Sudut pandang Islam yang seperti ini, tak pelak menjadikan hidup para pemeluknya lebih mudah dan menyenangkan. Saat seseorang tidak bisa melakukan aktivitas apa pun karena menderita lumpuh, sehingga tidak dapat melaksanakan salat berjamaah di masjid, tapi kondisinya itu juga tidak memungkinkan untuk bisa bermaksiat.
Selain itu, Allah juga sangat rida kepada seorang hamba yang sedang makan, lalu pada setiap suap nasi yang dia makan, dia tetap ingat dan memuji Allah. Demikian pula ketika minum seteguk air dia memuji Allah.
Jika orang sudah diridai oleh Allah, di manapun dia menginjakkan kaki, hidup kesehariannya menjadi sangat mudah, aman, dan bahagia. Itulah mengapa banyak dari hadits Rasulullah yang menyangkut hidup keseharian manusia berisi tentang panduan-panduan untuk menggapai rida Allah.
Di dalam salah satu hadits riwayat Muttafaq alaih, Nabi menyebut bahwa uang atau nafkah seorang laki-laki yang diberikan kepada istrinya terhitung sebagai sedekah. "Nafkah yang diberikan seorang kepala rumah tangga kepada keluarganya bernilai sedekah."
Bahkan, ada juga sebagian ibadah keseharian yang berkaitan dengan hubungan suami-istri dengan gamblang dicontohkan oleh Nabi.Â
Para sahabat Nabi bertanya kepada Rasulullah, "Wahai Rasulullah, apakah berhubungan suami istri mendapat pahala?"
Rasulullah menjawab: "Apa pendapat kalian jika melampiaskan syahwatnya pada yang haram, bukankah itu dosa. Maka, begitu juga bila dia melampiaskan syahwatnya pada yang halal, dia memperoleh pahala." (HR Muslim).
Kemudian, Nabi Muhammad sendiri pernah ditanya oleh salah seorang dari sahabatnya.
"Islam mana yang terbaik, ya Rasulullah? Nabi Muhammad menjawab, "Engkau selalu memberi makan dan senantiasa mengucapkan salam kepada orang yang engkau kenal maupun yang tidak engkau kenal." (HR Muslim).
Betapa Islam memberi pedoman yang sangat memudahkan untuk menjalani kehidupan sehari-hari, yang mana itu menjadi jalan mencari rida Allah lewat firman-Nya.
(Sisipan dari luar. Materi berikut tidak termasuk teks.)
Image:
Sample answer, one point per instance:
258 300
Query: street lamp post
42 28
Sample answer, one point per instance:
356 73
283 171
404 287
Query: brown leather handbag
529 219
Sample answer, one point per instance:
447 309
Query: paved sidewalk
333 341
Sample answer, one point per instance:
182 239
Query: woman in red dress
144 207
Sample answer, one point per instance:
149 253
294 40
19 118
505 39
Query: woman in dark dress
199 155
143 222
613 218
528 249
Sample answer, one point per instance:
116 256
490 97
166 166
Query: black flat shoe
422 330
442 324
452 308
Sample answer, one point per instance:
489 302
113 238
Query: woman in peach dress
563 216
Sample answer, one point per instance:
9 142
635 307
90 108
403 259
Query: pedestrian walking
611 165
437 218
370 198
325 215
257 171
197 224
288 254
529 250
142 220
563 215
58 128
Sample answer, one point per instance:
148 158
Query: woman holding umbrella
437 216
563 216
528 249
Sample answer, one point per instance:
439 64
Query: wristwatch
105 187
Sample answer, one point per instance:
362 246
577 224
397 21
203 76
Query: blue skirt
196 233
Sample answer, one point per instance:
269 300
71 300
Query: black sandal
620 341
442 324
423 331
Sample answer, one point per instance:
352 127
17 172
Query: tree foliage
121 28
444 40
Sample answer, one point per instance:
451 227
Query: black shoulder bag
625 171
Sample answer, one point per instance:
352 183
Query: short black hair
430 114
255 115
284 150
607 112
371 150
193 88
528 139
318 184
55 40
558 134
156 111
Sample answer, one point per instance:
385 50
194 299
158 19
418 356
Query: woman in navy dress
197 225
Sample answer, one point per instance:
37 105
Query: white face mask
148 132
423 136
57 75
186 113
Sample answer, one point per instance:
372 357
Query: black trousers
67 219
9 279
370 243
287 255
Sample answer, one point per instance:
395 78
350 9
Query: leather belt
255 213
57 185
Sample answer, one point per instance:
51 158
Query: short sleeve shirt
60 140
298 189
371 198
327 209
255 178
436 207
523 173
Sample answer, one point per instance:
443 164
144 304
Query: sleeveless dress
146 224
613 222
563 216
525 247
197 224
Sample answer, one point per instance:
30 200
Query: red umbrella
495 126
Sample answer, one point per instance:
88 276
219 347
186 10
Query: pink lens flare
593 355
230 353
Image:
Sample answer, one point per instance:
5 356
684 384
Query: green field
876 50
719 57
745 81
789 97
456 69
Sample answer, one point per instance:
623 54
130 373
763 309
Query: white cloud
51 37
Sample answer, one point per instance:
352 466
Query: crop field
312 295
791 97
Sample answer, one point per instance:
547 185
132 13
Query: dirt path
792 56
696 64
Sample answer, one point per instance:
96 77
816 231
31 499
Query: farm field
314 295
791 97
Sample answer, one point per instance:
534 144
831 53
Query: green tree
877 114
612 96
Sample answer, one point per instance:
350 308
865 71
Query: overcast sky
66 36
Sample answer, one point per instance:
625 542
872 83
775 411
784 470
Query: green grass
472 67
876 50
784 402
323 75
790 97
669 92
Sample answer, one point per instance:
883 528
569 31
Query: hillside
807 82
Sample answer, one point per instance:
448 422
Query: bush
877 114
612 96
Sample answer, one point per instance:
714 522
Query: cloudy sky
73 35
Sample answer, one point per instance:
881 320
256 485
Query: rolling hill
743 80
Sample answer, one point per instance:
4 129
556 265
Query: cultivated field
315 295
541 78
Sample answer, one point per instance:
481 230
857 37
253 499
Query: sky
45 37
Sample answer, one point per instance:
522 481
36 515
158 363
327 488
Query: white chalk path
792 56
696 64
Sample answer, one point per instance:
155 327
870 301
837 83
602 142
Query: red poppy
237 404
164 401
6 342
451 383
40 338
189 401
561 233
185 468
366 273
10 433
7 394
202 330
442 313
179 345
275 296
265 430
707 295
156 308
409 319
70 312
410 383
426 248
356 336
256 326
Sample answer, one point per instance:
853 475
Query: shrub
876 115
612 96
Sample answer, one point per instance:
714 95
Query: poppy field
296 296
Dan, firman Allah menyebut hidup keseharian dalam aturannya itu mudah dan menyenangkan.
Itulah juga mengapa ketika Allah menyebut beberapa kebaikan, Dia mengatakan, "Tetapi dia tidak menempuh jalan yang mendaki lagi sukar. Tahukah kamu apa jalan yang mendaki lagi sukar itu? (yaitu) membebaskan budak dari perbudakan, atau memberi makan pada hari kelaparan," (QS. Al-Balad: 11-14).